Aphids are small insects that can be with or without wings and are commonly green but can also be black, brown, yellow, or even pink. They are pear-shaped and if you look very close they have two cornicles in the back of their abdomen that look like two small sticks coming off the back of them.
Aphids will feed on leaves, stems, and unopened flower buds which can be a huge problem for growing eggplants.
Recognizing and identifying aphid damage is pretty easy with these common indicators:
- Stunted plant growth along with yellowed, curled leaves.
- Sticky, shiny liquid on the eggplant known as honeydew. This will begin to grow a black mold called sooty mold.
- Small white shed exoskeletons stuck in the honeydew or found around the plant left by growing aphids.

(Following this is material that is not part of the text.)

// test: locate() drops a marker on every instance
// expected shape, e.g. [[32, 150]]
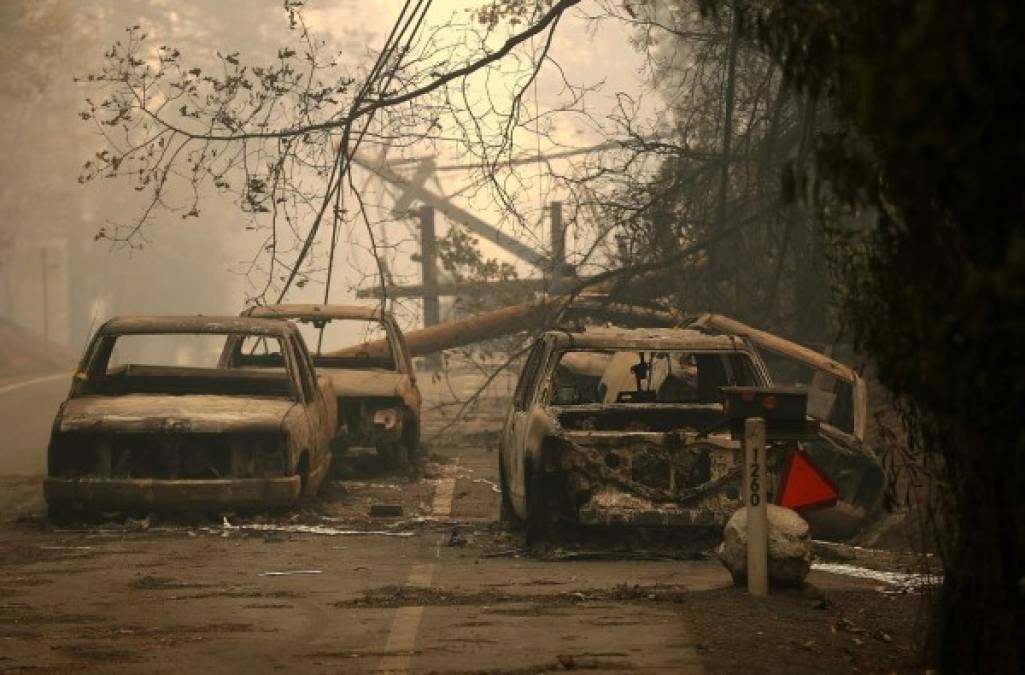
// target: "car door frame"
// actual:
[[514, 447]]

How To Keep Aphids Off Your Eggplants
While aphids might be common everywhere and a pest in many gardens, there are several ways to repel them and introduce natural means to keep their populations down.
- Natural predators are recommended by the University of California IPM Program as a way to reduce aphid populations, namely lady beetles, lacewing larvae, syrphid fly larvae, and small praying mantises. Releasing any of these beneficial insects can help control aphid populations, just make sure that anything you release is allowed under local regulations.

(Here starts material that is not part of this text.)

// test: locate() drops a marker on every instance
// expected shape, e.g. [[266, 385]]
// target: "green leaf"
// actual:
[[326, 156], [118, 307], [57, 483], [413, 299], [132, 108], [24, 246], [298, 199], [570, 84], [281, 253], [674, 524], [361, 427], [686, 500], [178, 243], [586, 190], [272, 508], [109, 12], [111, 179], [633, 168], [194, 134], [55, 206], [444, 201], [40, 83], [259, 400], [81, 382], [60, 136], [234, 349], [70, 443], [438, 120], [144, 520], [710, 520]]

- Applying insecticides is another great way to prevent aphids or treat a population of them on your eggplants and comes in both conventional and organic options. I like to use neem oil such as this bottle of Greenkeeper’s Choice Cold Pressed Neem Oil and use it once every couple of weeks or more depending on the aphid pressure.
- Keeping weeds to a minimum will limit the number of places aphids can hide and find food, and some weeds can support thousands of aphids that will spread out and terrorize your eggplants. Fewer weeds also make it easier to monitor your eggplants and check if any pesky aphids are calling them home.

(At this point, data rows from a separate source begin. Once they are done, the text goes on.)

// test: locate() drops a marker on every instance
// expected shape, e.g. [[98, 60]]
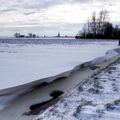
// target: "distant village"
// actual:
[[31, 35]]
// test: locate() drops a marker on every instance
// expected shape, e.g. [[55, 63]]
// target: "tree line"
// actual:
[[30, 35], [99, 27]]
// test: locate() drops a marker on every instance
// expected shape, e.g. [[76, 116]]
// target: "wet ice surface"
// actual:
[[97, 99], [24, 61]]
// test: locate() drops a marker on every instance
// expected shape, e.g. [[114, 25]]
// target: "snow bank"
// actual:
[[97, 99], [22, 64]]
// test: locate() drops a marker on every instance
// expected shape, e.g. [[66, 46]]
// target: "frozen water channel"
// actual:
[[97, 99], [23, 63]]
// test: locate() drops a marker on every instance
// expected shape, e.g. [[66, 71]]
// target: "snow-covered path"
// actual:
[[97, 99]]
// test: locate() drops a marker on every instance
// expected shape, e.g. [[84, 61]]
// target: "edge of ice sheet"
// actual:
[[109, 55]]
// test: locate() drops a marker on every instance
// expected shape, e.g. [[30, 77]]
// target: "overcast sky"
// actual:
[[48, 17]]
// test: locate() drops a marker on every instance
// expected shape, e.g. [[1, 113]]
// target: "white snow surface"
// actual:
[[24, 63], [97, 99]]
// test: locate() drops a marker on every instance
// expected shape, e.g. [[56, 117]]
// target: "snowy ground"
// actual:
[[24, 63], [97, 99]]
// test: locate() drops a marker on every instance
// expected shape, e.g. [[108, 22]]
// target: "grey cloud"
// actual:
[[7, 10]]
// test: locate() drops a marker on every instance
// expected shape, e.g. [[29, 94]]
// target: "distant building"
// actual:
[[58, 35]]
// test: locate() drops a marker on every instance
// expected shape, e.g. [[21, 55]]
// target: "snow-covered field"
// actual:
[[97, 99], [24, 63]]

- Use plants that aphids hate to keep them away from eggplants by planting plants with a smell that aphids can’t stand. Onions, marigolds, catnip, and cilantro are all great companion plants to keep aphids away, or use essential oils of peppermint and clove oil mixed with water to spray on the eggplants if growing other plants is not an option.
As an added defense against aphids, you should check out our article on 11 scents that aphids hate!
Colorado Potato Beetles Will Eat More Than Just Potatoes
Colorado Potato Beetles have a misleading name for two reasons: they are not limited to only colorado and they are not limited to only potato plants and will eat eggplants, tomatoes, and pepper plans as well.
Potato bugs have a yellow head with black spots and black and pale yellow stripes down their back. Their larvae have similar black spots and a red body. Both stages of their life cycle can prove to be destructive to eggplants.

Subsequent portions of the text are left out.